PCB thickness usually refers to the thickness of the substrate, i.e. the distance between the conductive and insulating layers. This distance is small but has a significant impact on the overall performance of the board. The right thickness ensures the strength and stability of the board as it undergoes its daily work, while also helping to dissipate heat and control electromagnetic interference.
Printed circuit board size from the production point of view, the minimum single board should not be less than 250 × 200mm, the general ideal size of (250 ~ 350mm) × (200 × 250mm), for the long side is less than 125mm or the wide side of the PCB is less than 100mm, easy to use collocation.
Surface assembly technology for the thickness of 1.6mm substrate bending amount of provisions for the upper warp ≤ 0.5mm,the lower warp ≤ 1.2mm. usually allowed bending rate of 0.065% or less,according to the metal material is divided into three kinds of typical PCB shown;according to the structure of the hard and soft is divided into three kinds of electronic plug-ins are also to the number of high-footed,miniaturization,SMD and complex development. Electronic plug-ins are installed on the circuit board through the pins and the pins are soldered on the other side,this technology is called THT (ThroughHoleTechnology) plug-in technology. This is done by drilling holes for each pin on the PCB board,which illustrates how circuit boards are typically used.

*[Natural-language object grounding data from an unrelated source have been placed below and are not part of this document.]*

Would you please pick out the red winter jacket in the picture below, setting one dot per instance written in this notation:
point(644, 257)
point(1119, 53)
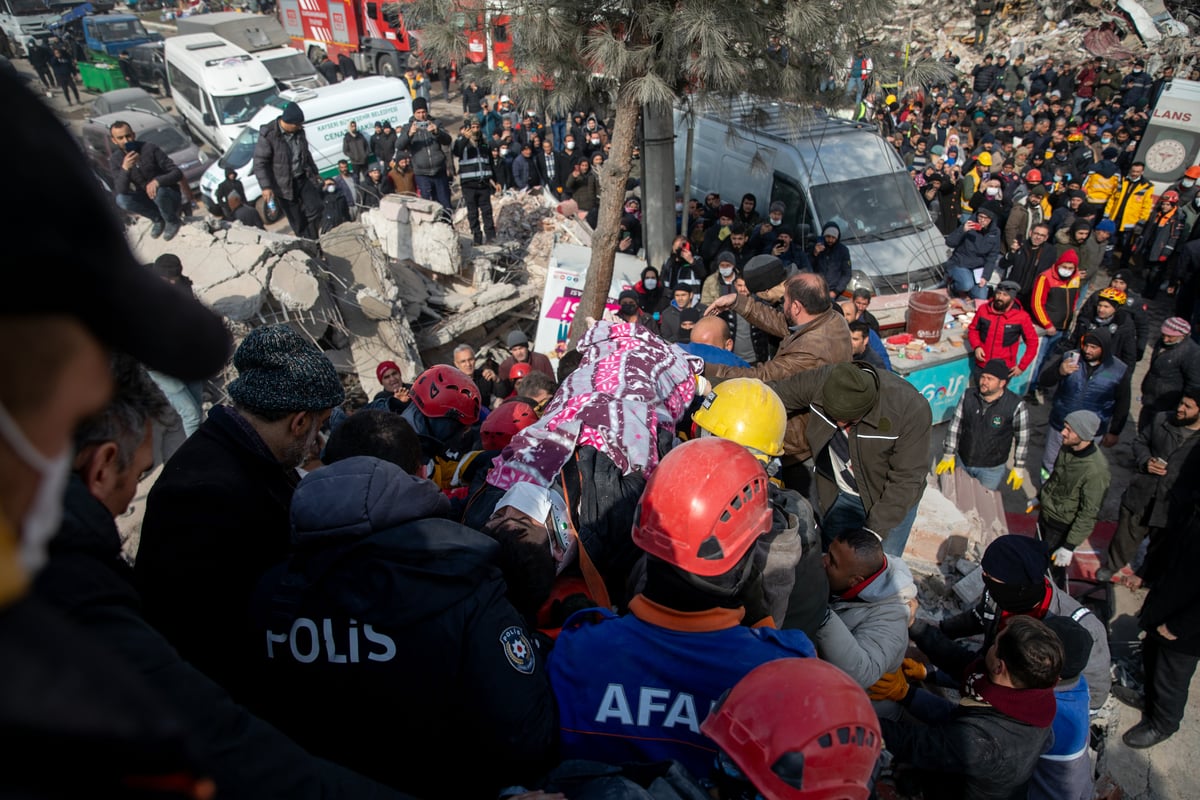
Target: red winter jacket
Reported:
point(1000, 335)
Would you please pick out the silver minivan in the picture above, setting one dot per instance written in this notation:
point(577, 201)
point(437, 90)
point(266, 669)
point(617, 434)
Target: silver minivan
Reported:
point(823, 169)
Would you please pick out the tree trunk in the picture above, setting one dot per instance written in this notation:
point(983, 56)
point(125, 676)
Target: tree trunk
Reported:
point(612, 205)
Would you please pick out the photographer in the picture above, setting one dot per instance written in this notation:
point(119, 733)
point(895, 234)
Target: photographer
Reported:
point(475, 180)
point(145, 180)
point(423, 138)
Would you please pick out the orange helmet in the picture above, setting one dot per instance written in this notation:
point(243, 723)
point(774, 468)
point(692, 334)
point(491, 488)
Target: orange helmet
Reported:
point(799, 729)
point(443, 391)
point(703, 506)
point(505, 422)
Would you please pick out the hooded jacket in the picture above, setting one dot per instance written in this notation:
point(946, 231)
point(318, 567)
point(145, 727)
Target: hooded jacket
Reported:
point(1054, 296)
point(888, 446)
point(384, 611)
point(868, 635)
point(833, 263)
point(89, 581)
point(823, 341)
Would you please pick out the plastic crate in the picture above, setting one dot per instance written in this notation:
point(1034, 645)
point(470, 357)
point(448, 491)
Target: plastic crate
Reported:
point(99, 78)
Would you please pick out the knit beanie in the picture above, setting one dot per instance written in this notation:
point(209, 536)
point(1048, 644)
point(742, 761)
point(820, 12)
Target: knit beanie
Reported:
point(281, 371)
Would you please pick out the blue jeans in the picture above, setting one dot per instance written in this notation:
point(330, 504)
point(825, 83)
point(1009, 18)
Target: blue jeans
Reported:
point(963, 281)
point(847, 513)
point(991, 477)
point(435, 187)
point(163, 208)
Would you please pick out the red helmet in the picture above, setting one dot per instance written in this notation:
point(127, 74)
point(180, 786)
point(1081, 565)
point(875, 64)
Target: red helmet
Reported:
point(703, 506)
point(443, 391)
point(505, 422)
point(799, 729)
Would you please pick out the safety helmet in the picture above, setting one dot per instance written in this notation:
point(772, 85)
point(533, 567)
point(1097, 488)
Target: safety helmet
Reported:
point(703, 507)
point(745, 410)
point(799, 729)
point(443, 391)
point(504, 422)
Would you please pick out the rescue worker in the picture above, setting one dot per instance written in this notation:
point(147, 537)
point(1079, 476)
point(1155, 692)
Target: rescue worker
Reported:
point(637, 687)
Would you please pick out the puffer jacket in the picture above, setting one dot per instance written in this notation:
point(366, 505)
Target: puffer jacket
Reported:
point(273, 160)
point(429, 157)
point(825, 341)
point(888, 446)
point(868, 635)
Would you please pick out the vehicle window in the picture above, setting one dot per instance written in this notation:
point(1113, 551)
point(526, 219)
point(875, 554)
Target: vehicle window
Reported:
point(241, 150)
point(291, 67)
point(120, 31)
point(167, 137)
point(873, 208)
point(239, 108)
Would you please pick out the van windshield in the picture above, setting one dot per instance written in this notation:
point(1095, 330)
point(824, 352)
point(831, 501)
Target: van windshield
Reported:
point(241, 150)
point(291, 67)
point(869, 209)
point(239, 108)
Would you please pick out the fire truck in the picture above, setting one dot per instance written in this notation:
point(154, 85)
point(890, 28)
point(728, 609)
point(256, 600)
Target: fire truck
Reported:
point(370, 34)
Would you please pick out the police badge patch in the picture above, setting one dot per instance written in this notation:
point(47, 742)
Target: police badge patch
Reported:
point(517, 650)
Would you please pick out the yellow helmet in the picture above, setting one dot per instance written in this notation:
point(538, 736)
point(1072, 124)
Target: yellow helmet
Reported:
point(747, 411)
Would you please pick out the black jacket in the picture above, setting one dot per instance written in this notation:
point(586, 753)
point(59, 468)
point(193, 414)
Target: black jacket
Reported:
point(384, 612)
point(273, 160)
point(153, 164)
point(216, 519)
point(89, 581)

How to determine the PCB thickness?
Choosing the right copper pcb thickness plays an integral role in pcb assembly.There are two things to keep in mind when considering PCB copper thickness. The first factor to consider is the current thermal rise capability of the barrel.The second is mechanical strength,which is determined by the thickness of the copper,as well as the size of the plated-through-hole (PTH) and the presence of support holes.
There are a number of materials that circuit board assembly services can choose from when designing a PCB.These choices include standard FR4, which operates at temperatures of 130 degrees Celsius.High temperature polyimide is another option this material can withstand temperatures up to 250 degrees Celsius.
Tests have been conducted specifically for circuit board assembly services to determine the thermal toughness of printed circuit board assemblies. Thermal strains come from different PCB assemblies and repair processes. During these times, the difference between the coefficient of thermal expansion (CTE) and the PCB laminate drives enough power for crack nucleation as well as the extension of the circuit to failure.PCB manufacturers use thermal cycling testing (TCT) to check for an increase in the resistance of a circuit during thermal cycling at approximately 25-260 degrees Celsius. Increased resistance is a sign of reduced electrical integrity. This is usually due to cracks in the copper circuitry.
Thermal cycling test results indicate that the manufacturer’s failure rate can become unacceptable, regardless of the board material. A study of standard boards (FR4 plated with 0.8-1.2 mil copper) showed that after 8 cycles, 32% of the boards failed. Boards made from more exotic materials can have impressive improvements in this failure rate – boards made from cyanate have only a 3% failure rate.
PCB copper foil thickness setting rules
1) Standard thickness range: Common copper foil thicknesses include 1 oz (~35 μm), 2 oz (~70 μm), etc. Special applications can be customized with thicker or thinner copper foils. The selection of copper foil thickness should be based on the current density of the circuit, signal integrity requirements and cost budget.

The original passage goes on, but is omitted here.